Nowadays, since the consumer can punish the supplier by penalizing him for supplying defective goods, the manufacturers take very good care in garment inspection before sending these to the retailers as it may otherwise cost them vast deal of money and good will.
There are certain measures that have to be followed in the apparel industry to prevent any mishaps from occurring:
• The quality of the fabric has to be checked thoroughly in the beginning as the quality of the finished garment depends on it. No amount of best manufacturing method could cover up a truly defective material.
• Trims quality is essential for a super quality garment. So, quantity checking ought to be done instead of the random checking.
• A good cutting will reduce the chances of defects later on. In the cutting room garment inspection is effected by following assiduously three check points:
a. Marker checking
b. Cut part audit
c. Bundle checking
• Printing is also a necessary feature. It is done only in cut panels before it passes on to sewing department. Print defects consist of misprint, overlapping or shade variation.
• Embroidery is also essential. In case there is embroidery work; the garment inspection is done thoroughly before given for sewing.

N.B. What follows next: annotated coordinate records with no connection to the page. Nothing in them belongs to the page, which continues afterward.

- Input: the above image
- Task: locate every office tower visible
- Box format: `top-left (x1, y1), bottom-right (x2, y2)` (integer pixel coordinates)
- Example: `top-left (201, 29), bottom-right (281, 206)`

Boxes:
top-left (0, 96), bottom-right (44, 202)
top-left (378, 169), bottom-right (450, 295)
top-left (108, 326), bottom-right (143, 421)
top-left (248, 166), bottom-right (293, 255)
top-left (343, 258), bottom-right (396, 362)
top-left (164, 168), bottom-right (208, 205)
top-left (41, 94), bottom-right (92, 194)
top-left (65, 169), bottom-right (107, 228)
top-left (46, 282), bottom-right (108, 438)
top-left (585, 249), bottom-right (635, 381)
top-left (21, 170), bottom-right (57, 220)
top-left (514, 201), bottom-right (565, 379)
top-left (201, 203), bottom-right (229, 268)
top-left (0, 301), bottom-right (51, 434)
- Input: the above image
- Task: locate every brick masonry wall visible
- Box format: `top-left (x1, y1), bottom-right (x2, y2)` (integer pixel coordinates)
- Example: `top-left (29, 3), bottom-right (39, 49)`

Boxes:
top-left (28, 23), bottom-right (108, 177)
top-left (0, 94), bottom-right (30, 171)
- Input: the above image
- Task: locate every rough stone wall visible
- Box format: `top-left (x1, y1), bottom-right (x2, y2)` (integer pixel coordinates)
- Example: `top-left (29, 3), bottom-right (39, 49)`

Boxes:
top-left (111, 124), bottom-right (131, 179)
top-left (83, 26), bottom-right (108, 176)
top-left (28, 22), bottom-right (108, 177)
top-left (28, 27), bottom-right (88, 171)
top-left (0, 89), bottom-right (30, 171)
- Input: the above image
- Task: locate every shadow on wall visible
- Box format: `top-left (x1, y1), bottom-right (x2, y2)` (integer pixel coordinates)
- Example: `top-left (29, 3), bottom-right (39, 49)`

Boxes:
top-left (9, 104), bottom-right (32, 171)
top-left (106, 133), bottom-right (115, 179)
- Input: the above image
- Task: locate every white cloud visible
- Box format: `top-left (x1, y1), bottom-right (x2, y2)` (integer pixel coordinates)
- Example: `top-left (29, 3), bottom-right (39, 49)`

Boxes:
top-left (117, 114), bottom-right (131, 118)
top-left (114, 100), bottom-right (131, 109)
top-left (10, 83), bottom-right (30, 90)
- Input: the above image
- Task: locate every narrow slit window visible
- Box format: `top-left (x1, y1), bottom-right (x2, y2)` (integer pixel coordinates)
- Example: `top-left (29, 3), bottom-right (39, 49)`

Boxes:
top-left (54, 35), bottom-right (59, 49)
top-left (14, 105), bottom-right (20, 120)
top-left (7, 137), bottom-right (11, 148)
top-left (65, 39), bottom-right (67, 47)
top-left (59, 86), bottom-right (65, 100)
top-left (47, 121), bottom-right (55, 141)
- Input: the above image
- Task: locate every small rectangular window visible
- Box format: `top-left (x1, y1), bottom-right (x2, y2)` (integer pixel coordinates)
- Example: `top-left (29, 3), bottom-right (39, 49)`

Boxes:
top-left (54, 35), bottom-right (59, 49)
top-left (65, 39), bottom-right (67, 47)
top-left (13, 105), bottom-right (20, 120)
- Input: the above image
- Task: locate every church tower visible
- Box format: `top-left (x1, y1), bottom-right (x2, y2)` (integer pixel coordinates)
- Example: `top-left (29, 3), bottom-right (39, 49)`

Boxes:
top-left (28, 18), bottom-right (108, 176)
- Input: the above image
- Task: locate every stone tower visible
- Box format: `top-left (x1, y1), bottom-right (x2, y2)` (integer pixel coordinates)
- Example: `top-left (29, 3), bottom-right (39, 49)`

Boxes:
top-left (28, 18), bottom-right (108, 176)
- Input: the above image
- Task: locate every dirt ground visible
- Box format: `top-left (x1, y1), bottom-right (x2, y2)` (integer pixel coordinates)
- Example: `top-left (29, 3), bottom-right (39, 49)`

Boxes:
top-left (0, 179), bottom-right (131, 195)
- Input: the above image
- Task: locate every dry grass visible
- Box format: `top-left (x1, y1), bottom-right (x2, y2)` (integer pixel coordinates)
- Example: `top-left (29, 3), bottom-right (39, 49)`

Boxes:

• In sewing department there are different checkpoints:
i. Inline inspection consists of partially stitched garments being checked completely.
ii. Roaming inspection has checkers randomly checking pieces while roaming.
iii. Traffic light inspection system is rarely used by manufacturers. Each operator gets a card for measuring quality. The quality checker checks few pieces at random and marks red or green on the card according to rating criteria.
iv. End of line inspection involves checking of completely stitched garments by a checker.
v. Audit of the checked piece is followed very rarely, but is quite significant in the sense that it ensures that only thoroughly checked garments leave the sewing room.
• Finishing department also has three kinds of garment inspection processes:
a. Initial finishing inspection
b. Final finishing inspection
c. Internal final audit
If such meticulous care is taken in garment inspection at every stage of manufacturing garments, then there would be without doubt very rare chances of defective garments being produced.